For about 8 months now this has gone on, and I finally cracked a fortnight ago and dragged myself to the doctors. Feeling dreadful, and looking worse, I drooped into the surgery, staring at the doc's feet as he held the door open for me. Flopping onto the chair, I heard: "'Ello, 'ow can I 'elp you?' in ze chocolate brown (and unfamiliar) French accent. My (puffy and red-rimmed) eyes lifted to take in a face to match ze gorgeous accent. I found myself wishing I'd put some make-up on...

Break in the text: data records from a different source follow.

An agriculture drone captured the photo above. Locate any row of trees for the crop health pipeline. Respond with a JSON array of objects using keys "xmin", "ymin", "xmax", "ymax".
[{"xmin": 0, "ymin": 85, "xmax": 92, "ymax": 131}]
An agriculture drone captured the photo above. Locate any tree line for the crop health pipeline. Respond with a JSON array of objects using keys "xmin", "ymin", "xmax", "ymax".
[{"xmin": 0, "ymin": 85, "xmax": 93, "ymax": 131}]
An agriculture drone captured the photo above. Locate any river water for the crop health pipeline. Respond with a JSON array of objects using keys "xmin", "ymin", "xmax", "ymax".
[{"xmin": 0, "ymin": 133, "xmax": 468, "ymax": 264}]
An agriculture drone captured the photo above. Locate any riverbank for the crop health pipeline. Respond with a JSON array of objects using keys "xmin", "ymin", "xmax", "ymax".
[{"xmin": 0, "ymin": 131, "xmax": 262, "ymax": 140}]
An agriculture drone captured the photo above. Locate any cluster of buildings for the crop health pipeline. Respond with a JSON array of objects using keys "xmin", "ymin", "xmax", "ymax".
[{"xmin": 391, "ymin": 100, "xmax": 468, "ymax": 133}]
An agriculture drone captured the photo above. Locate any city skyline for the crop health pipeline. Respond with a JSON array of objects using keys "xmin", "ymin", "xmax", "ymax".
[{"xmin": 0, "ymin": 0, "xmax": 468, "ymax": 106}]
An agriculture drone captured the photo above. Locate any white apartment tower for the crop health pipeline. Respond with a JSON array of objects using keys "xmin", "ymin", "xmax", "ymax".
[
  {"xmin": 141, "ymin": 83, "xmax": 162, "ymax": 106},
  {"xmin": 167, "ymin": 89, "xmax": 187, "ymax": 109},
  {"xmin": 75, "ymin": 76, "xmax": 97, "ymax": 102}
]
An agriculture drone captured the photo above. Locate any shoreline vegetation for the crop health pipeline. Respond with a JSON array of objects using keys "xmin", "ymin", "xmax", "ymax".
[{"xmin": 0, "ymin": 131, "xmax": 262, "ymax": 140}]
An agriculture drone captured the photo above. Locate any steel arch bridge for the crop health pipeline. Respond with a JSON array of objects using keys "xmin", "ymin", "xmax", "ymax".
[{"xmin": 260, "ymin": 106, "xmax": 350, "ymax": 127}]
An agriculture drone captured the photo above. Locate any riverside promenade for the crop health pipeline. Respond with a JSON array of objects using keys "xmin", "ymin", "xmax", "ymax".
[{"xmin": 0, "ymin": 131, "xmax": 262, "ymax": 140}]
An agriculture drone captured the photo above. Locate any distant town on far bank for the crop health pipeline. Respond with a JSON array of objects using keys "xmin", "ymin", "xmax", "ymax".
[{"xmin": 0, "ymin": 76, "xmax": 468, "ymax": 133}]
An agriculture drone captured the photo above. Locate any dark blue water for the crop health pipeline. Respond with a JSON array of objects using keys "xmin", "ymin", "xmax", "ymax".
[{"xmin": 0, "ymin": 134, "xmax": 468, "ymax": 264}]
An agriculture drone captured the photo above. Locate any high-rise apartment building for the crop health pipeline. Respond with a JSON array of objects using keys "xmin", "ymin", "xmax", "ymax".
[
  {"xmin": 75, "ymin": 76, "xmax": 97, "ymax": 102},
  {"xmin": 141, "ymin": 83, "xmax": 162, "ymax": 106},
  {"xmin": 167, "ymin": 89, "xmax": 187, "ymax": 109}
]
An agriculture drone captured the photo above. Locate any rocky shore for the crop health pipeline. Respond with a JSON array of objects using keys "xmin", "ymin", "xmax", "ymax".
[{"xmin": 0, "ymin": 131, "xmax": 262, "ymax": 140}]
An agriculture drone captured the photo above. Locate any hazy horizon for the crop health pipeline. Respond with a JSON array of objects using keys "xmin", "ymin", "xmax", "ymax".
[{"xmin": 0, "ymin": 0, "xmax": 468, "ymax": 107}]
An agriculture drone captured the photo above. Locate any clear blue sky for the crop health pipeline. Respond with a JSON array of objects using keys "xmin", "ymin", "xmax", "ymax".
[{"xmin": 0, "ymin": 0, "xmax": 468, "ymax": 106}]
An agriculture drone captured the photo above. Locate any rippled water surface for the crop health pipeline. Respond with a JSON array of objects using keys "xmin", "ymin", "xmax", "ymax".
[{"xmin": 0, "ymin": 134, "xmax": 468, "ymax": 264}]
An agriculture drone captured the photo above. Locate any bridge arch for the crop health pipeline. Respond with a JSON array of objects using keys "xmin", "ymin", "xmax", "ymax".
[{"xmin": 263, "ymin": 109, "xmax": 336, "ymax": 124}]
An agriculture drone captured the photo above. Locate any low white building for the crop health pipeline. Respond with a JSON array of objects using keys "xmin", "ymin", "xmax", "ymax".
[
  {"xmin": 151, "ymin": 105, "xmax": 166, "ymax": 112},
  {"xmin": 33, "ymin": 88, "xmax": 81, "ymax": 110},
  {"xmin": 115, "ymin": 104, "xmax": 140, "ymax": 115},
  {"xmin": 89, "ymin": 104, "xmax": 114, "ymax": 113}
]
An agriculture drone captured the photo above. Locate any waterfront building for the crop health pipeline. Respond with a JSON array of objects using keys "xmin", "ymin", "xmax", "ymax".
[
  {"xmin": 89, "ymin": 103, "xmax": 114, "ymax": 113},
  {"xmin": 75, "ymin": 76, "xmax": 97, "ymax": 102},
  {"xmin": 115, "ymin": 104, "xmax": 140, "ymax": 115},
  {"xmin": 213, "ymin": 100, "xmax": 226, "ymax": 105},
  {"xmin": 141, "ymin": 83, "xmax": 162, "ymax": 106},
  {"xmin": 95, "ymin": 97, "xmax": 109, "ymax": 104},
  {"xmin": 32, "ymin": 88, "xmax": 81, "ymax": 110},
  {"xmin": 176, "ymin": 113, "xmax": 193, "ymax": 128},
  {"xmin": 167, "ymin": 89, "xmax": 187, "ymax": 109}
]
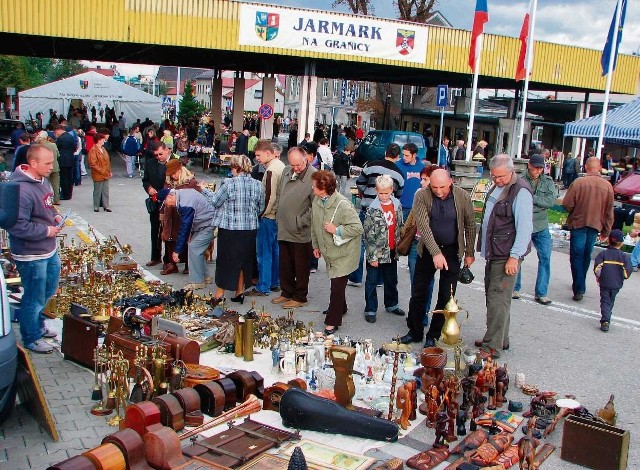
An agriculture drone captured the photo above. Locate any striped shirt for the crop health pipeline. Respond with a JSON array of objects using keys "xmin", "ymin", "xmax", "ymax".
[
  {"xmin": 202, "ymin": 174, "xmax": 264, "ymax": 230},
  {"xmin": 356, "ymin": 158, "xmax": 404, "ymax": 209}
]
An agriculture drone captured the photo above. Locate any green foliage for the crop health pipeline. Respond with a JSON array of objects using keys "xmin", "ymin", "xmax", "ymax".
[{"xmin": 178, "ymin": 80, "xmax": 205, "ymax": 122}]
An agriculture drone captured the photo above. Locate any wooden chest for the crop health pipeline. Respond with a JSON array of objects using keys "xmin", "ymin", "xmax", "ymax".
[{"xmin": 62, "ymin": 315, "xmax": 100, "ymax": 369}]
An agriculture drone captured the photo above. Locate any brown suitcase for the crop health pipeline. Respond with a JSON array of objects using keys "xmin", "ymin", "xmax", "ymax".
[
  {"xmin": 560, "ymin": 415, "xmax": 630, "ymax": 470},
  {"xmin": 156, "ymin": 331, "xmax": 200, "ymax": 364}
]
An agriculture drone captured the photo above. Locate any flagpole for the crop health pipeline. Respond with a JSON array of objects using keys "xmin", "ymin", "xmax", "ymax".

Anywhoo, a few days away last week in West Wales camping in my lovely little van has perked me up a little, lots of fresh air, fresh fruit and veg and sleeping, just what ze lovely french docteur (ought to have) prescribed. Ok, it rained, quite a lot as it happened, the campsite was like the Somme, but I was snug as a bug in my van, and Scribble had a lovely time (see photo of him sleeping in like a teenager on my bed, cheeky monkey! he's not allowed to do that at home)
Since I've been back, I've felt my energy returning slowly, although I'm still unaccountably very prone to tiredness - and don't even think about telling me it's my age, grrr... I've got on with some really nice work which I'm pleased with, sales have rocketed, and things are looking generally much better.
Clearly I need to go away much more often......

Monday, 15 June 2009

I just bought a new van, and I am thrilled with it! it's a Romahome Dimension 2, dinky - only 16ft 4", with shower, loo, fridge and cooker etc, fantastically well set out and just perfect in every way. I road tested in Dale, Pembs, the weekend after I collected it, slept in all the beds - enormous double or 2 singles, had a shower, used the oven, grill and burners, and the diesel heater, and it was all wonderful.
My neighbours keep finding me out there in it. Not quite going brrm brrm, but not far off....
And it's crowning glory is, I've had it signwritten - by Harrisgraphics in Porthcawl, and now it looks really funky to boot. See if you can spot it!!!! I'm planning to get out more and paint, staying away from home. More pochades!
I'm hoping that by directing traffic to my website, people will choose to buy online rather than in person from my gallery, which isn't open when I'm not there. That way, i can get out more and paint. That's the plan, anyway.